Chaplain Yee was taken to a navy brig in Charleston, South Carolina, and interrogated. He was blindfolded; his ears were blocked; he was manacled and then put into solitary confinement for seventy-six days; he was forbidden mail, television, or anything to read except the Koran. His family was not allowed to visit him. He was demonized on TV, radio, and the internet and accused of being an operative in "a supposed spy ring that aimed to pass secrets to al-Qaeda from suspected terrorists held at Guantanamo ... Court papers said he would be charged with espionage, spying, aiding the enemy, mutiny or sedition, and disobeying an order." Chaplain Yee, born in New Jersey and raised a Lutheran before converted to Islam, was baffled at the accusations. His lawyers were told he could face execution. Within six months, the U.S. government had dropped all criminal charges against Yee. But the government said it did so to avoid making its sensitive evidence public, not because Yee is innocent.
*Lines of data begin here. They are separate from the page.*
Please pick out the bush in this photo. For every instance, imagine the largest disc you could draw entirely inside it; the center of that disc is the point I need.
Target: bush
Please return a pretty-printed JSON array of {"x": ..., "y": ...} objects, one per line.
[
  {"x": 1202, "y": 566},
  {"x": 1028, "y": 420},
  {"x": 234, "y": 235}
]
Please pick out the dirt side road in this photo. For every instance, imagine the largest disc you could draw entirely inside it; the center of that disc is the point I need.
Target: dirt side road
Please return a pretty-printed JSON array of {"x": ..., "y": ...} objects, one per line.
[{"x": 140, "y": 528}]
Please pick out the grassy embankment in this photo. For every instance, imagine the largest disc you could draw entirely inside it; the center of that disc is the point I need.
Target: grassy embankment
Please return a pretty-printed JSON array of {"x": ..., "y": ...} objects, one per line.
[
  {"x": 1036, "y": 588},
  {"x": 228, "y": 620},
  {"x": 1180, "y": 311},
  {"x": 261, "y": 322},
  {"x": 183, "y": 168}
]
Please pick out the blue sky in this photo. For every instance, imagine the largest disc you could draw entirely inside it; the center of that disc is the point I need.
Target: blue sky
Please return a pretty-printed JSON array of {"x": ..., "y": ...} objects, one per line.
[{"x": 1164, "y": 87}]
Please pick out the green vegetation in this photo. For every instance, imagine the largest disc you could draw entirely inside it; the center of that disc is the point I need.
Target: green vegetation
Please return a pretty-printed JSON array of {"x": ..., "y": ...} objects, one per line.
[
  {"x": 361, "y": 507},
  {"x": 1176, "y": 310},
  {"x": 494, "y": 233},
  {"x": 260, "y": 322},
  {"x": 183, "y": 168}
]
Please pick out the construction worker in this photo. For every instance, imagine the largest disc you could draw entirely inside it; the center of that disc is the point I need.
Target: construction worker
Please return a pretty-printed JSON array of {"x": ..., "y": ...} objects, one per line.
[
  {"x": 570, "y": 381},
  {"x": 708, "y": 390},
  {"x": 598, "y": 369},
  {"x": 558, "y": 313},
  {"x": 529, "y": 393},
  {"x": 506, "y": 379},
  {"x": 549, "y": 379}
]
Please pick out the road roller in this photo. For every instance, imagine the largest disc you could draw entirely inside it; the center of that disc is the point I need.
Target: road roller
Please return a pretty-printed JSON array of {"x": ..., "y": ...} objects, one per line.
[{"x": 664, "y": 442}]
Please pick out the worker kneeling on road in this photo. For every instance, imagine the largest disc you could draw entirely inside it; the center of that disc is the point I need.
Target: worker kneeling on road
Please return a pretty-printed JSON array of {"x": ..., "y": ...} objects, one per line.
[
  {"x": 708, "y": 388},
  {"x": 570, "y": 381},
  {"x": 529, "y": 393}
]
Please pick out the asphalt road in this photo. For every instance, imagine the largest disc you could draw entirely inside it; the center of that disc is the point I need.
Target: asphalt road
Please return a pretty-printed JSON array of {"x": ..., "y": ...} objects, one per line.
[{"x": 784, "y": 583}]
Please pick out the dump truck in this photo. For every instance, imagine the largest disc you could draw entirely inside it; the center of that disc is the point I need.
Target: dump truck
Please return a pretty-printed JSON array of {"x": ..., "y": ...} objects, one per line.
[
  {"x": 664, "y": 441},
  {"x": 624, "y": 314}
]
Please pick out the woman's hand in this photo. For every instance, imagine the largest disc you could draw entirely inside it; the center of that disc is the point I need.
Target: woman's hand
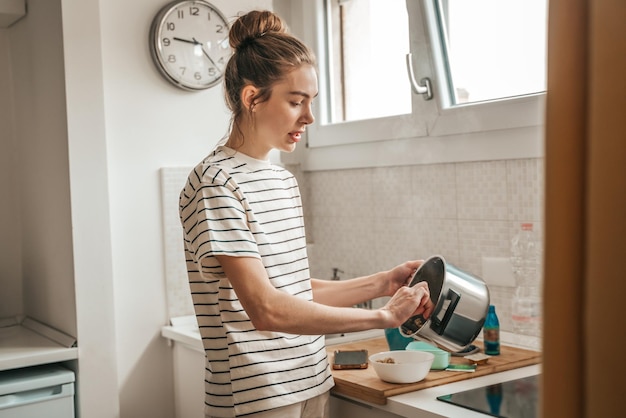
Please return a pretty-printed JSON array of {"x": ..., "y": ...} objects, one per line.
[
  {"x": 400, "y": 276},
  {"x": 408, "y": 302}
]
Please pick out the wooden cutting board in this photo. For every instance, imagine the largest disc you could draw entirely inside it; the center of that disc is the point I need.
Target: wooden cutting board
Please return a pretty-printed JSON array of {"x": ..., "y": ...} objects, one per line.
[{"x": 364, "y": 383}]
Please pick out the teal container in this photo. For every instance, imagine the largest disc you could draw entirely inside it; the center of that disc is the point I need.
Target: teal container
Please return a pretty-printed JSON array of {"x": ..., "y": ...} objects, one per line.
[
  {"x": 395, "y": 340},
  {"x": 442, "y": 357},
  {"x": 491, "y": 332}
]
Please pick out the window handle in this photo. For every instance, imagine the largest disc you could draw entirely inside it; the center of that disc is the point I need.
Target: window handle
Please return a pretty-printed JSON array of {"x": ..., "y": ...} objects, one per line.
[{"x": 425, "y": 87}]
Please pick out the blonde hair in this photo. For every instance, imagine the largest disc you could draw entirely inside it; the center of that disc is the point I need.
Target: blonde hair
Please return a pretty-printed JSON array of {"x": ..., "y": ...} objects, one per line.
[{"x": 264, "y": 52}]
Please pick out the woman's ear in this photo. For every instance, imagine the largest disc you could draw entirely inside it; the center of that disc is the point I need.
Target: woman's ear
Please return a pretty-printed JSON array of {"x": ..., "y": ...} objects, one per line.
[{"x": 248, "y": 94}]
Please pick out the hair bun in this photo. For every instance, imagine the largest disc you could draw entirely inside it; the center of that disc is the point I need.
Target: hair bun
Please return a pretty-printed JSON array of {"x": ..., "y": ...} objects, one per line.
[{"x": 252, "y": 26}]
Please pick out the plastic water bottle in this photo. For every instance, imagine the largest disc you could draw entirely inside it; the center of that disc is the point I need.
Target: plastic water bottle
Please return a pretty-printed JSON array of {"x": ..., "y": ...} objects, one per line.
[
  {"x": 526, "y": 262},
  {"x": 491, "y": 332}
]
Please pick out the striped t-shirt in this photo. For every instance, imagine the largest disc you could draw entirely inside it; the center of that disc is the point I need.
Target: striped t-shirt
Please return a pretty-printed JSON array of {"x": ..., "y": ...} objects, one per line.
[{"x": 237, "y": 206}]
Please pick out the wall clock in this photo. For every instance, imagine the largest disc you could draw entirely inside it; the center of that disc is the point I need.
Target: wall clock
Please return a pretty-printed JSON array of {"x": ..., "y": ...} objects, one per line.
[{"x": 189, "y": 44}]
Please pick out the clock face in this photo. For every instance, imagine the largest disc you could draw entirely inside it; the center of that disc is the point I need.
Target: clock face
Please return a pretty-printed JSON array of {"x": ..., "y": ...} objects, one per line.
[{"x": 189, "y": 44}]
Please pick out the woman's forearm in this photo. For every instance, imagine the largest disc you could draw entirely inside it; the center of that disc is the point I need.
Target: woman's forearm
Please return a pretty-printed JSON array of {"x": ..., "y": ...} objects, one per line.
[{"x": 348, "y": 292}]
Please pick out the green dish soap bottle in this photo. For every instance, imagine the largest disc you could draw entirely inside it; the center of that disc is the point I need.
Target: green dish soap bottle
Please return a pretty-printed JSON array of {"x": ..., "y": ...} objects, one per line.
[{"x": 491, "y": 332}]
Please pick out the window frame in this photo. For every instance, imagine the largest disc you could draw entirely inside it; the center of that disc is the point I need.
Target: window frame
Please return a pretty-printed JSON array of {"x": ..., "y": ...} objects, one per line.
[{"x": 509, "y": 128}]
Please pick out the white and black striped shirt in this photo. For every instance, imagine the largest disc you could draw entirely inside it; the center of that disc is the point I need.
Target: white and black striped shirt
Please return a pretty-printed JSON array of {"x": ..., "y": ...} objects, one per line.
[{"x": 237, "y": 206}]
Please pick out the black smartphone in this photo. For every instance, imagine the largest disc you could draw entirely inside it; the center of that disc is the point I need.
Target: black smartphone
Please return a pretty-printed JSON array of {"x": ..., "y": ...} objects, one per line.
[{"x": 350, "y": 359}]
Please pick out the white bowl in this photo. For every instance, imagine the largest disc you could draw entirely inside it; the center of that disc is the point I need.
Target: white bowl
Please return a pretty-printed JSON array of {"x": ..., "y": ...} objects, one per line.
[{"x": 407, "y": 366}]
Yee was released - but charged with what looked like punitive "Mickey Mouse" charges: "adultery, lying to investigators and two counts of downloading porn." In the presence of his humiliated wife and his 4-year-old daughter, military prosecutors compelled Navy Lt. Karyn Wallace to testify about their extramarital affair. The military rarely prosecutes adultery. The government never presented the evidence on which it based its first accusations against Yee. But after Yee was set free, he was placed "under a new Army order not to talk about his ordeal in any way that might be seen as critical to the military." If he says anything negative about what happened to him, he faces further prosecution.
Yee has since been released from his gag order.